I've been using openSUSE Linux for many years now, and never saw any compelling reason to switch to Ubuntu. There still isn't a compelling reason for the most part, but I will shortly get my new Nokia N900 phone, which runs Maemo, a derivative of Debian Linux. The Maemo SDK requires a Debian Linux to run it, and I want to run it, so I decided that was a good enough reason to move to Ubuntu.
I've had a couple of goes at moving to Ubuntu 9.10 "Karmic Koala". Along the way I also tried Debian Linux 5.0.3. I rejected vanilla Debian because the package management seemed weak. Linux distributions with the GNOME desktop typically come with the "Evolution" e-mail client. Since I use Opera for e-mail, I don't want Evolution wasted disk space. Under openSUSE, it is easy to uninstall the Evolution client (although you have to leave the "Evolution data server", as some packages have dependencies on it). With Debian, I couldn't remove the client or anything related to Evolution, which suggested bad package management to me.
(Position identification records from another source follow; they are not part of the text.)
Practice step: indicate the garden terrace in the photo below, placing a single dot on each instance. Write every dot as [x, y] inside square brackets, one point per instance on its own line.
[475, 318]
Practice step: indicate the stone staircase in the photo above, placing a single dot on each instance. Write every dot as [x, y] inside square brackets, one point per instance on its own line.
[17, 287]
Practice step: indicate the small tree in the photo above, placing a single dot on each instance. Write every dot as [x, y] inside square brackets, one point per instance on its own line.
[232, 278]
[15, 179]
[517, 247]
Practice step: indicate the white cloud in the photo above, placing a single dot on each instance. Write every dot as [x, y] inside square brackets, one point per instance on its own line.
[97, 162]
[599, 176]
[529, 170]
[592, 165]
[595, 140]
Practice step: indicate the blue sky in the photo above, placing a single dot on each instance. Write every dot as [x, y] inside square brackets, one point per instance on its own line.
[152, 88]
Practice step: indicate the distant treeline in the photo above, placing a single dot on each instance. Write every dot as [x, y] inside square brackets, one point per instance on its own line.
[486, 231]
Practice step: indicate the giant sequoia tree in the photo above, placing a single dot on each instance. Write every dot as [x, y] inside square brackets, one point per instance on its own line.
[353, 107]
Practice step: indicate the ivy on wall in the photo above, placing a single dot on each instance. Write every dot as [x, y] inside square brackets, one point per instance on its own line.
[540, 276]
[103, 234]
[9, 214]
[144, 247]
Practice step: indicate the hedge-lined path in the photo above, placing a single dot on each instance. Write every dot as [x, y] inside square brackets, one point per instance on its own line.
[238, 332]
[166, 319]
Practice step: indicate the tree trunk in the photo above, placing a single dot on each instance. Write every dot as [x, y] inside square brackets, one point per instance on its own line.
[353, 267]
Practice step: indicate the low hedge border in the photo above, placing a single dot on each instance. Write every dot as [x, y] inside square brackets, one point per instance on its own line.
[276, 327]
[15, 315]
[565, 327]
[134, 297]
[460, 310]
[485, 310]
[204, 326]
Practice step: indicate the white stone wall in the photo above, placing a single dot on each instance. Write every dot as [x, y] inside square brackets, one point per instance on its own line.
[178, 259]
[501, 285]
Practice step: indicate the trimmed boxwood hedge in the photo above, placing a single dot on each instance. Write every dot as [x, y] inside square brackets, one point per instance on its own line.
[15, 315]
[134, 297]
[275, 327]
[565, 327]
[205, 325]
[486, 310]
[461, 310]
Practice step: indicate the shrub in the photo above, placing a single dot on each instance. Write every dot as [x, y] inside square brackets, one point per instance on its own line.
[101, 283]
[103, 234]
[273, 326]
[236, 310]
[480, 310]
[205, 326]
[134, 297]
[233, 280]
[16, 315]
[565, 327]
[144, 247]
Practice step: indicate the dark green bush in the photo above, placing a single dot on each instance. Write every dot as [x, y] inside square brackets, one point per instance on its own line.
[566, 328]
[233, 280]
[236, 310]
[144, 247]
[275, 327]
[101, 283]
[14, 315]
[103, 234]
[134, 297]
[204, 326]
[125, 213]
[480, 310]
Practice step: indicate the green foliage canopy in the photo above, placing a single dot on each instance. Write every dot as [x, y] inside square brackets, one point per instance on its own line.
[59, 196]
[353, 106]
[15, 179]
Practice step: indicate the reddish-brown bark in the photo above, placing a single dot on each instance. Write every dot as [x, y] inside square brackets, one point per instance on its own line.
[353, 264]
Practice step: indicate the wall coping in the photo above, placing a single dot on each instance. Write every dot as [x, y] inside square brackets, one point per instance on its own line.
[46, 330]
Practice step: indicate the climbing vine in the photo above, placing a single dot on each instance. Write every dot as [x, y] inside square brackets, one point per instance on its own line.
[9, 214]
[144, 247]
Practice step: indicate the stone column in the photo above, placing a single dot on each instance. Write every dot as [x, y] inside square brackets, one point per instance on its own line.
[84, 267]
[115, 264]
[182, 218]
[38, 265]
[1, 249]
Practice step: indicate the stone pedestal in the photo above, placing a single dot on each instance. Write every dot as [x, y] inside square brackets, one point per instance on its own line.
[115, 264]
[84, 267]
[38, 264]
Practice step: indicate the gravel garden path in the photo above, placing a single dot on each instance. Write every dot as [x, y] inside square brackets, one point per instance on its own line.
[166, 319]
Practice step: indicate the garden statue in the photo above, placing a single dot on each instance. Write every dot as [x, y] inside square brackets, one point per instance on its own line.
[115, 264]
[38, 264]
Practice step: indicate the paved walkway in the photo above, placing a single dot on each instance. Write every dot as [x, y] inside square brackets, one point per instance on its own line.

Moving from openSUSE (using GNOME, not KDE) to Ubuntu was straightforward. You basically just need to copy your files across from your home directory, plus your files from anywhere you have installed your own applications (e.g. "/opt"). When copying your files
- you can use NFS, or tar to move your files (it's faster to just tar without compressing, if you have the disk space to do so;
- don't use Samba or ZIP files, as they lose important permission information.
After copying your files across, make sure your home directory has "rwxr-xr-x" (755) permissions. Also, in your home directory you should run the following to delete configuration files that can cause you problems (and which don't appear to lose anything important for your desktop):
rm -rf .config .gnome*
That's all there was to it. I haven't fully set up all of my applications yet (i.e. need to add some icons to the menu, etc.), but otherwise it's all looking good. While I've described moving from openSUSE to Ubuntu, I expect it should be similarly straightforward to move from Ubuntu to openSUSE.